Can we cope? We have limited fiscal room. That is the nightmare secret in the budget; that is why the government is practising a kind of austerity in election year.

To add to the cheerlessness, Patrick Smellie reported on Willis’ experience on her recent trip to Washington (paywalled):

     ‘From a senior career public servant at the US Treasury, she received acknowledgment of the harm [by the Iran war] being done to economies everywhere. They asked “What can we do?” ... Her second briefing, with an unnamed Trump appointee, was quite different and involved a “difficult message for me [Willis] to hear”. The message was that the US “would be largely resilient to the economic effects of this conflict”, even though “other countries won’t be that lucky”.’

It’s a message which in the defence policy area the US is also promoting. In summary; you are on your own. (Can you imagine New Zealand saying that to Samoa?)

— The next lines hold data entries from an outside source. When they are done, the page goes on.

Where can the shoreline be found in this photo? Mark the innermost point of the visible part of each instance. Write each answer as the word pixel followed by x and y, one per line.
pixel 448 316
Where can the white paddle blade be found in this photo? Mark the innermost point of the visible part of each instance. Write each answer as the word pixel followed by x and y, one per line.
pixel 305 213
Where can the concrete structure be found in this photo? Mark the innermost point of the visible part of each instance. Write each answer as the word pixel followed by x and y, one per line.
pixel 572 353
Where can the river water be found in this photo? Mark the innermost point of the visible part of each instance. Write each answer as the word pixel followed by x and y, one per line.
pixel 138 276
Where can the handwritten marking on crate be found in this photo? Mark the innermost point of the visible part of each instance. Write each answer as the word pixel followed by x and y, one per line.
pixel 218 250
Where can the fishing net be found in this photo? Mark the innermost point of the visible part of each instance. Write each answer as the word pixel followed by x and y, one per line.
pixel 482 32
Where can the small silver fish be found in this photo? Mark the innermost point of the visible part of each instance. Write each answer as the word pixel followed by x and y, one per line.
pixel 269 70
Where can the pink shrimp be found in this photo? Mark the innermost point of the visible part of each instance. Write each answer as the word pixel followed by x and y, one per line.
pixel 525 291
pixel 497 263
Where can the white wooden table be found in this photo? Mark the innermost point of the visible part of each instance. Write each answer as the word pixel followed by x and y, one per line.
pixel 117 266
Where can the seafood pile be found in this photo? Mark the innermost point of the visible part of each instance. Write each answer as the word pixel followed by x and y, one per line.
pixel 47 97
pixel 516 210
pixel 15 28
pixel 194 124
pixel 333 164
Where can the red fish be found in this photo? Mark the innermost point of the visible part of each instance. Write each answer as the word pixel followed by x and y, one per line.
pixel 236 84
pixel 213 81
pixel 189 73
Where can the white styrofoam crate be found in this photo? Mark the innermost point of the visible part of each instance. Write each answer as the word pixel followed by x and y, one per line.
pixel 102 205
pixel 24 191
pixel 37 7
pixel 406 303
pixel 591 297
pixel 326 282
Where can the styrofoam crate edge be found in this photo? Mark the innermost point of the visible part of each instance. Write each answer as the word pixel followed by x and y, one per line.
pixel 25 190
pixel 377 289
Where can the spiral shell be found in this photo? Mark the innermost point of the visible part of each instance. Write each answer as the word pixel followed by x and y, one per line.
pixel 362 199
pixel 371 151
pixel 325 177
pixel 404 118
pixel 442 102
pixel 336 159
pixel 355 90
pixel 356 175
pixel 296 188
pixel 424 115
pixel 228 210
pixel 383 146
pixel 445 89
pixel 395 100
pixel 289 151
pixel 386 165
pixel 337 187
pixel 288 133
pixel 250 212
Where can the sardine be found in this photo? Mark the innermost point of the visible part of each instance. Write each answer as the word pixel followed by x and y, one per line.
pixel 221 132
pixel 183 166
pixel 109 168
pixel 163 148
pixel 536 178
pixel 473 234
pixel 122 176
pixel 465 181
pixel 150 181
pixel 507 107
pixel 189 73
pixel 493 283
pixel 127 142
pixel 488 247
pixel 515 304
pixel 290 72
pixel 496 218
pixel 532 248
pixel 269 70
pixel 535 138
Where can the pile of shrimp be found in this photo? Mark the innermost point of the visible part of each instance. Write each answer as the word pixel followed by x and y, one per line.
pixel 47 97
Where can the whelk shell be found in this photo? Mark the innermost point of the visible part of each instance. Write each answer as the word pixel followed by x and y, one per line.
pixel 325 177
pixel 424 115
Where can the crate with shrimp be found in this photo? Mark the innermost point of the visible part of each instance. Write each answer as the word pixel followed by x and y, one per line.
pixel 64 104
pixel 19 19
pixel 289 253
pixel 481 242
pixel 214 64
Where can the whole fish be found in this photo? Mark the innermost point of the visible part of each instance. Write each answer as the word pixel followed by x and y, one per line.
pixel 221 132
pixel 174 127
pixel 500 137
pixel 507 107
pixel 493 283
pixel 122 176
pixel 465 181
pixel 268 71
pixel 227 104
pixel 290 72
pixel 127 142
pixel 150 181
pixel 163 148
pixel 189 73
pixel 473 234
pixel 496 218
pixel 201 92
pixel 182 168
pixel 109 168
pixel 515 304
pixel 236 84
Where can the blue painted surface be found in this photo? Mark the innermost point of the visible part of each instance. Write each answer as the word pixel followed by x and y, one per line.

It may not necessarily be quite as bad as that during an international financial crash. As in 2008, the US is likely to lead an international cooperative effort; New Zealand will pack in behind. But if it is a local crisis (such as Taupo exploding), we may not get as much international support as we might hope. (That was a factor which made the 1984 exchange crisis so difficult.)

You need not panic, not yet anyway – no need to store an extra three cans of baked beans – just be cautious. The point is that fiscal management has not been prudent. Public consumption has expanded in recent years and there have been tax concessions. (Choose the balance according to your political preferences.) Because the Luxon-Willis Government was not prudent enough in its first two years, it has to be more austere than it would prefer in its election year.

Of course, within the overall austerity, it has had to choose which households are to suffer the ‘cost of living’ pressures. Cullen or Robertson would have chosen differently, but they would still have had that some households would be worse off, especially as the limitations on borrowing meant that we cannot charge cushioning current generations to future ones. We have already had five years of such charging and are already expecting another four.

That is the budget secret we would prefer not to know.